What exactly is commodity money?

According to Wikipedia:

“Commodity money is money whose value comes from a commodity of which it is made. Commodity money consists of objects having value or use in themselves (intrinsic value) and their value in buying goods.

A picture of stacks of money

Examples of commodity money are endless:

  • Gold
  • Silver
  • Copper
  • Salt
  • Tea
  • Silk
  • Coffee
  • Alcohol
  • Cocoa beans

The list could go on and on.

Think back to yourself as a kid, and you used to swap toys, books, games, or baseball cards. These items create commodity money because you value them and use them to trade with your friends.

Commodity money remains no different.

Commodity money has a unique feature: the value we derive from the commodity remains based on the utility or beauty of tokens as goods. The exchange of commodity money correlates to bartering but remains different in it places a single value on the commodity recognized by all.
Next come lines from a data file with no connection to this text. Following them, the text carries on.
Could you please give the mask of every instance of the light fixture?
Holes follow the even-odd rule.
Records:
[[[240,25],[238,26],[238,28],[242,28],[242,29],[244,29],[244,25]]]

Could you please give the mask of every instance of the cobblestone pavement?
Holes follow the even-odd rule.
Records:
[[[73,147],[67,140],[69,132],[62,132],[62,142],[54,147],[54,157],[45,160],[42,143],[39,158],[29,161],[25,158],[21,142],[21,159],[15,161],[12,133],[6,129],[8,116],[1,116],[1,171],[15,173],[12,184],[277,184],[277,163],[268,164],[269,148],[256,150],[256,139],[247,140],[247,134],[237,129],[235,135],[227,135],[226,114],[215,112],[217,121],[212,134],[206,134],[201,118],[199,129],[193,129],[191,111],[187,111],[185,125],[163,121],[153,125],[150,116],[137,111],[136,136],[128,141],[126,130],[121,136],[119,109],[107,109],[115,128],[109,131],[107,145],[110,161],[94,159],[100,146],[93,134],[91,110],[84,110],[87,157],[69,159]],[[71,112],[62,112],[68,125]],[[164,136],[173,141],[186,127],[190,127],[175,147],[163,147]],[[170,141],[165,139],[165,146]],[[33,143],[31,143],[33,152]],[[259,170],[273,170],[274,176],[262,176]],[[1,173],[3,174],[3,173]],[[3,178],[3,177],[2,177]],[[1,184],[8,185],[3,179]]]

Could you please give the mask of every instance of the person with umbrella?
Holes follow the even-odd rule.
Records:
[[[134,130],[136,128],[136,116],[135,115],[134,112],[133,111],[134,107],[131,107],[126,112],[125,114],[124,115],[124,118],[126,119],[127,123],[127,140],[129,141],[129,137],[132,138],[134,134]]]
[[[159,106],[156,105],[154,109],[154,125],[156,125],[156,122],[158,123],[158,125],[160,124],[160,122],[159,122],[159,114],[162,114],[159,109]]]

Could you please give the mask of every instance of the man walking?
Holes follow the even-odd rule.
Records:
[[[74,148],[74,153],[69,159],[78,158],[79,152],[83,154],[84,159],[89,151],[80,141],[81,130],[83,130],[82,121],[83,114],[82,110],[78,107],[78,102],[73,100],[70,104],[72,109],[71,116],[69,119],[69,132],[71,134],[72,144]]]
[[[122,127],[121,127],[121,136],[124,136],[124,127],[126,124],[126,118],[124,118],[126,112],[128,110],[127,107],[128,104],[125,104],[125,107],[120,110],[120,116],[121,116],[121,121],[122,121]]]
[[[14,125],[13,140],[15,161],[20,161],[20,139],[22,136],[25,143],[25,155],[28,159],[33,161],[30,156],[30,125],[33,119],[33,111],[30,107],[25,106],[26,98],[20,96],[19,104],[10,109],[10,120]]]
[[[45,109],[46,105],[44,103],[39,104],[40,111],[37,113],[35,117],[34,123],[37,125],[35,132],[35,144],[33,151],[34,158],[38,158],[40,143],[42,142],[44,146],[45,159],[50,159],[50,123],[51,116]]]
A great example of commodity money and the value recognized by all from history:

People left their surplus clothing, toilet requisites, and food there until they were sold at a fixed price in cigarettes. Only cigarette sales were accepted – there was no swap […] Of food, the shop carried small stocks for convenience; the capital was provided by a loan from the bulk store of Red Cross cigarettes and repaid by a small commission taken on the first transactions. Thus, the cigarette attained its fullest currency status, and the market was almost completely unified.”

Commodity money is often associated with metals like gold and silver.

The use of gold and silver in governments by minting coins, typically with a symbol or mark on the metal, is associated with commodity money, which serves as a guarantee based on the purity and weight of the metal, which gives the commodity value in the eyes of the people using those coins.

At first, money in the colonies in early America was strictly commodity money in the sense that it involved trading items such as furs, wampum, rice, and tobacco. These items were used as money because the colonies were forbidden to create their own money, such as coins.

In the early years of the Americas, the only physical coin that had widespread use was the Spanish Dollar, the unofficial currency of early America from the early 1600s to 1700s. Interestingly, they changed the Spanish Dollar and cut it into pieces or bits.

We are moving on to gold, the longest-held commodity of value for humans throughout history.

Gold As a Commodity Money

Gold has existed as a form of money, whether a commodity or fiat, for as long as humans have known about gold. In our eyes, it has achieved a value that transcends all other storeholders of wealth.

The most significant difference between gold and other commodities is that gold is never used for oil or tobacco. Once the gold is found and mined, it stays in our existence.

Think about gold and its impact on civilization; it has helped forge and tear empires down. Over time, civilization gave gold power over any other commodity, which has never wavered.

The U.S. based its monetary system on the gold standard until the 1970s; some say that was the beginning of the end.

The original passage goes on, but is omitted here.